THE STORIES OF GREENWOOD’S PROSPERITY BECAME LEGEND IN black America. Annie Malone set up an office to sell her hair products in the enclave and it became known as one of the country’s most economically stable black districts. Booker T. Washington gave Greenwood a new name, “Negro Wall Street” (which later became “Black Wall Street”).

AS GREENWOOD GREW PROSPEROUS, GURLEY, ITS ARCHITECT AND LAWMAN, continued to be accused of being too moderate and racially conciliatory. That changed for a night when he had an encounter with three white men in Tulsa. That cool evening in the winter of 1916, he was forced to confront the race problem when it arrived at his doorstep. Three white men entered the Gurley hotel and encountered O. W. Gurley’s wife, Emma, on the second floor of the hotel. “We’re looking for good time girls,” one of the men told Emma. Moments later, OW arrived to find the men harassing his wife. “What is your business here?” Gurley asked them.
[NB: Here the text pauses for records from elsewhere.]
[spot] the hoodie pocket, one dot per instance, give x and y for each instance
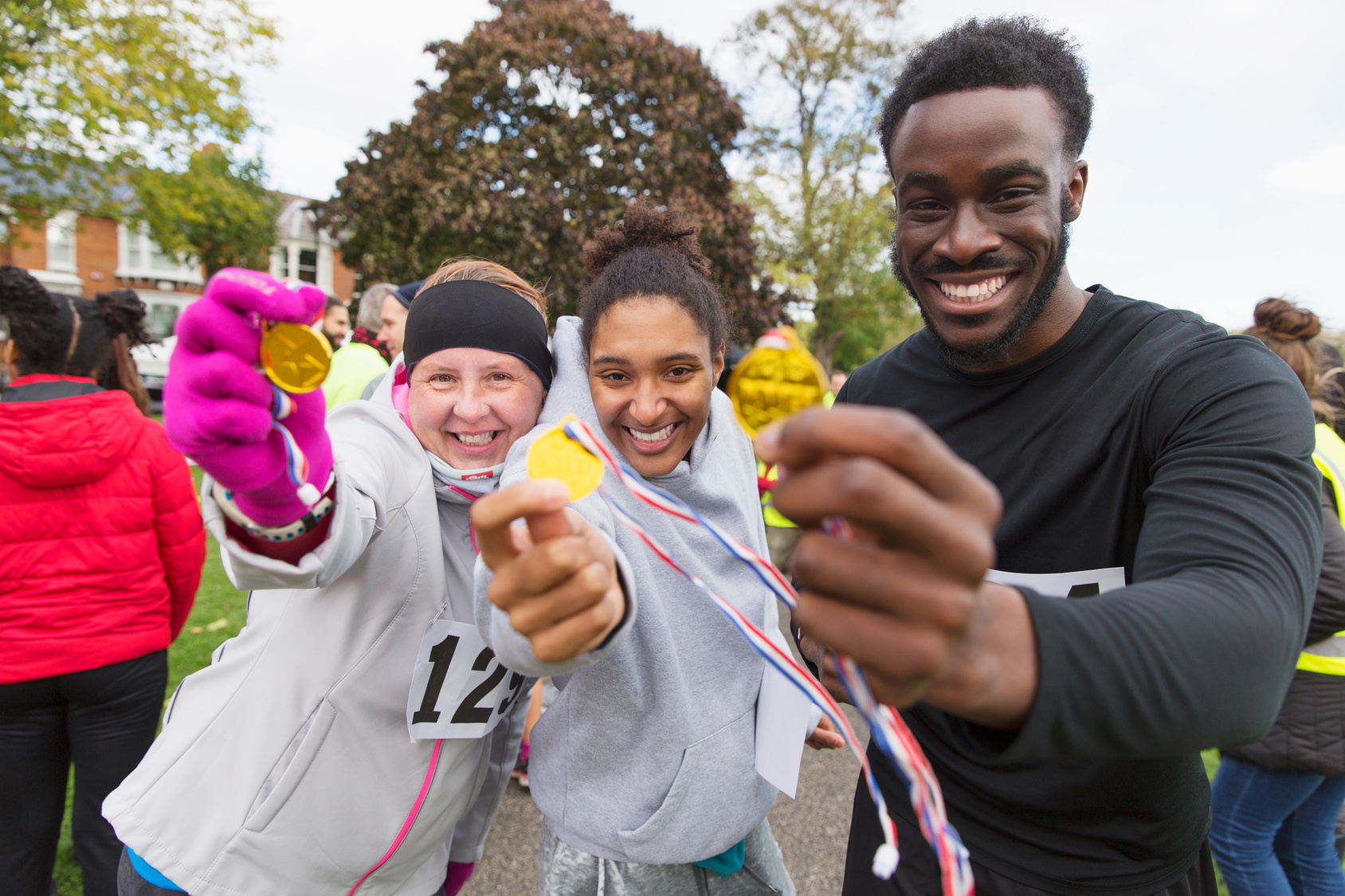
(287, 774)
(712, 804)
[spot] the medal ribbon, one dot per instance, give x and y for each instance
(296, 463)
(887, 728)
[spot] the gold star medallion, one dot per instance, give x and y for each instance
(557, 456)
(295, 358)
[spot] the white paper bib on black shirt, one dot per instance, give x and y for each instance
(1086, 583)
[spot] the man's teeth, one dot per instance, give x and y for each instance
(975, 291)
(658, 435)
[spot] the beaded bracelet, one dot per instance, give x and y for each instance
(225, 501)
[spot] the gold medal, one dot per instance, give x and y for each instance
(293, 357)
(775, 380)
(557, 456)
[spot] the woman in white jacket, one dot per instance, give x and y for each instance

The men didn’t answer, and Emma spoke up and told OW what the men had said. Gurley rushed at the men and knocked all three of them to the ground with a series of punches. The men climbed to their feet and ran toward the stairs to escape but were sent tumbling down them by kicks from OW as he gave chase. At the bottom of the stairs Gurley tried to get the men to stand and fight, but instead they bolted for the exit and ran away into the night. Beating three white men made Gurley a hero in Greenwood, but it begged the question: if the racial conservative Gurley had resorted to using violence against whites, was there any hope for lasting peace between Greenwood and white Tulsa?